The tactic of weakening Europe's strategic autonomy by putting it in a dangerous situation, a tactic that the US always used during the Cold War, is being played out again in the Russia-Ukraine conflict. In this gradual escalation of the situation in Ukraine, the US continues to provide funds and weapons to Ukraine and impose a full range of sanctions on Russia. The sense of crisis created by the US has also strengthened Europe's dependence on the US and NATO, thus greatly enhancing the US' chokehold over Europe, experts noted.
Complex security issues should not be dealt with in a simplistic approach of determining whether "friend or foe" or "black or white," said Chinese State Councilor and Foreign Minister Wang Yi during a virtual meeting with the High Representative of the European Union for Foreign Affairs and Security Policy Josep Borrell Fontelles on March 29, 2022. "Facts have proven that the outdated Cold War mentality and camp confrontation leads nowhere in Europe, let alone the acts of taking sides and dividing the world," Wang noted.

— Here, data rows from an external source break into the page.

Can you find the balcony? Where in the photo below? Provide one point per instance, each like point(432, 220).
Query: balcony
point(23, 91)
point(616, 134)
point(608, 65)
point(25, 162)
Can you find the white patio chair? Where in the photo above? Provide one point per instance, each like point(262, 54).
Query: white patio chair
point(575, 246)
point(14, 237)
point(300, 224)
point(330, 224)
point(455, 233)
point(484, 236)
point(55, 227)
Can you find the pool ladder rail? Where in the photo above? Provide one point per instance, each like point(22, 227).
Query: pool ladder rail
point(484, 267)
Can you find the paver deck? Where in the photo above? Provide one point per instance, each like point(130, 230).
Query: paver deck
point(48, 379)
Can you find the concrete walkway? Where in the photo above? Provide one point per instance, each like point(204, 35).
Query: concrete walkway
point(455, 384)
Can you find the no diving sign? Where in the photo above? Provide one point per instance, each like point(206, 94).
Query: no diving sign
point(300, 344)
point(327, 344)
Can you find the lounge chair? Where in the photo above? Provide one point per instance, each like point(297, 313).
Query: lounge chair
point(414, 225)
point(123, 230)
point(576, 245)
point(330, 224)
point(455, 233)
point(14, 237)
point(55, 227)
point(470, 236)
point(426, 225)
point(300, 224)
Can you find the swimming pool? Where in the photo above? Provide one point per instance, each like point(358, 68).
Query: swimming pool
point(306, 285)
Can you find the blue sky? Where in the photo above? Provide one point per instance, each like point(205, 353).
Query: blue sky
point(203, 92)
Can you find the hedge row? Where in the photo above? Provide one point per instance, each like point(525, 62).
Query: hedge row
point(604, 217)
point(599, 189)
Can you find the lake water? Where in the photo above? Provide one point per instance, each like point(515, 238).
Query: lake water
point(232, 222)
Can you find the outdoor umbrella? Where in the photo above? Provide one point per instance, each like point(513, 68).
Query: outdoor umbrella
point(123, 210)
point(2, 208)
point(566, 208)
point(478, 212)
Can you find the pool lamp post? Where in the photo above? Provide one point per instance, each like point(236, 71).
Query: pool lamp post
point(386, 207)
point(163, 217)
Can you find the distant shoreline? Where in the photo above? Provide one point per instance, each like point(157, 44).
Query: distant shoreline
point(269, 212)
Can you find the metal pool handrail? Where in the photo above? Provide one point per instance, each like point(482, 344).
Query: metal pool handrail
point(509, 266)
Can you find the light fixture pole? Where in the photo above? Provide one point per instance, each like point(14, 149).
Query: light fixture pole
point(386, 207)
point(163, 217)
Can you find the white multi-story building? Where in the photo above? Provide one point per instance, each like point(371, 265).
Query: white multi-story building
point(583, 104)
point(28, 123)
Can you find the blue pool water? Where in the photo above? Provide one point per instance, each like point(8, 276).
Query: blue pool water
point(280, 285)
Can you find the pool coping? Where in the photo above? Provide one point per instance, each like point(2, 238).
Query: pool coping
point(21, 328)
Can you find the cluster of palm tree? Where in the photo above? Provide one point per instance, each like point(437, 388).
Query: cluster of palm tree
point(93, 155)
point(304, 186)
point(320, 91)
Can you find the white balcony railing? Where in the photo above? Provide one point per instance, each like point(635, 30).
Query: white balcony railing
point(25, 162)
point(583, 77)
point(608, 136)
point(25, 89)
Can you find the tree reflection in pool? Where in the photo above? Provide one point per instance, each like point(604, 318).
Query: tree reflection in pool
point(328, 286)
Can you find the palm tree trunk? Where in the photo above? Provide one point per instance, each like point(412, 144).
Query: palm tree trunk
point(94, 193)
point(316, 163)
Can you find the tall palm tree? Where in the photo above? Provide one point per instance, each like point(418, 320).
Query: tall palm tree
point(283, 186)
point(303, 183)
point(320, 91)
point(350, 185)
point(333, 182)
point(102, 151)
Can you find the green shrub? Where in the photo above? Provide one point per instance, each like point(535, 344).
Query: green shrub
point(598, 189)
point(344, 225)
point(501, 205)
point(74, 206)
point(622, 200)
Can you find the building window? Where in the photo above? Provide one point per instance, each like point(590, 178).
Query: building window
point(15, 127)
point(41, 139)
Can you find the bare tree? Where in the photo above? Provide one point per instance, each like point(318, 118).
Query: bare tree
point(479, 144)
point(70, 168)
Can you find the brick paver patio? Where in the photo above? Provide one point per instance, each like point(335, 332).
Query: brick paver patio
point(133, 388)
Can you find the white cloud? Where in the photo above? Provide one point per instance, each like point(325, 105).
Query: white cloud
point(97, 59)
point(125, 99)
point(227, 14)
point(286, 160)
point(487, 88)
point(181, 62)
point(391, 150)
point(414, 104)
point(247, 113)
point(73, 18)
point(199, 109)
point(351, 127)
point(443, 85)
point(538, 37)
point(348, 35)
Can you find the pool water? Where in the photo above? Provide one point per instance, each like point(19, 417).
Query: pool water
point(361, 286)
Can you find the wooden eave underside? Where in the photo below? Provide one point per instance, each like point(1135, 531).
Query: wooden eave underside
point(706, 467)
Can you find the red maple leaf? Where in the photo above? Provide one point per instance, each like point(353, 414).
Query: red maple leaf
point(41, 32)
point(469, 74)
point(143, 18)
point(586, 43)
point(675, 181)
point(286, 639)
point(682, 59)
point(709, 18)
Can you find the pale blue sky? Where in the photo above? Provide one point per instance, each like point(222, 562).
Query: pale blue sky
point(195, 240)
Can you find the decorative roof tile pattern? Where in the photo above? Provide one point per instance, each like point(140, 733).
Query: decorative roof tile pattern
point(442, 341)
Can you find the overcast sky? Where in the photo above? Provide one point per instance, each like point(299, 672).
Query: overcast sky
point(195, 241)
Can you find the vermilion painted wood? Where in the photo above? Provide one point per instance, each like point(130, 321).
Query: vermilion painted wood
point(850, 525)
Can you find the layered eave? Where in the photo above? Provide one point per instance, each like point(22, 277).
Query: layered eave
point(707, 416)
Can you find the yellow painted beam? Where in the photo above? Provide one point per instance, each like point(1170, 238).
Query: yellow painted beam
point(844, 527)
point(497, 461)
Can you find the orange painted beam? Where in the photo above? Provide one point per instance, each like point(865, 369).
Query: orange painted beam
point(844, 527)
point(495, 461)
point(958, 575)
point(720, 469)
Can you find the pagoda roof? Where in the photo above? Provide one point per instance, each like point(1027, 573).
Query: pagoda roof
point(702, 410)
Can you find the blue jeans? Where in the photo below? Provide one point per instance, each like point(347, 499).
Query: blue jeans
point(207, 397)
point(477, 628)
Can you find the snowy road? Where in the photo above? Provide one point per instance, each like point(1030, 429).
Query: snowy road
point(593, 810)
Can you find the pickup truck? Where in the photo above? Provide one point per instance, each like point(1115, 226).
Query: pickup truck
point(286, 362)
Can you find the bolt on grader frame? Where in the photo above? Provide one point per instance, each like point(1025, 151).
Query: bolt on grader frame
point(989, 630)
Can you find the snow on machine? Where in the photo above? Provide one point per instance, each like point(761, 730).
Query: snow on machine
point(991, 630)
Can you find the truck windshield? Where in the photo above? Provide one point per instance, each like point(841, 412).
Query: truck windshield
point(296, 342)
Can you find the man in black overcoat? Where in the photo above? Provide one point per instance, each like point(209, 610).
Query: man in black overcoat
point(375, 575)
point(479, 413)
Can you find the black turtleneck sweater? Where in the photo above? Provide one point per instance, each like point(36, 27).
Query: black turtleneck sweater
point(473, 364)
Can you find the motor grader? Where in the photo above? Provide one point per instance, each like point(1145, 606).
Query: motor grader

Dragging the Cold War to the 21st century
"After 1991, the Cold War did not really end, as the US and NATO have not stopped strategically hemming Russia's territorial integrity. In recent years, the US has also regarded China as its main competitor, trying to shape an external environment that is not conducive to China's development through various means," Lü Xiang, a research fellow on US studies at the Chinese Academy of Social Sciences in Beijing, told the Global Times.
American politicians not only harbor a "Cold War mentality," but also continue to promote a new "Cold War strategy."
Robert Gates, former secretary of defense, wrote in the Washington Post on March 3 that "A new American strategy must recognize that we face a global struggle of [an] indeterminate duration against two great powers that share authoritarianism at home and hostility to the United States."
The two countries Gates refers to are undoubtedly Russia and China. Containing them and ensuring that no one can shake US' hegemony has become the core of the US' current global strategy.
"NATO members have demonstrated their loyalty to Washington by vowing to follow its orders aimed at ultimately containing Russia," the Russian Foreign Ministry's spokesperson Maria Zakharova said on March 24, adding that Washington once again "disciplined" its allies by pressuring sovereign countries and erasing Europe's strategic autonomy.
In terms of China, the US government has introduced the "Pivot to Asia" and the "Indo-Pacific strategy," and has united with Japan, India, Australia, and other countries in the region to consolidate small strategic cliques such as "QUAD" and "AUKUS," trying to contain China from multiple directions.
Wu Xinbo, dean of the Institute of International Studies at Fudan University, summed up that the competition between the US and China will be all-rounded, involving governments and societies; in-depth competition could lead to a serious weakening or even decoupling of China-US ties in the fields of industrial chain, science and technology, and people-to-people and cultural exchanges; in terms of intensity, competition is extraordinary.
"Since President Joe Biden entered the White House a year ago, he and his top advisers have insisted they are not looking for a return to the superpower competition between the United States and the Soviet Union that dominated global affairs for nearly five decades. Yet one year into his presidency, Biden's actions have indicated otherwise," a commentary published on the US National Interest website stated, adding that in all areas of US foreign policy, the Biden administration has a Cold War-style mentality.
"The Cold War was not a golden era of foreign relations, but instead was a tragedy that cost millions of lives around the world. Washington cannot fall for feel-good nostalgia about its Cold War victory," it stated.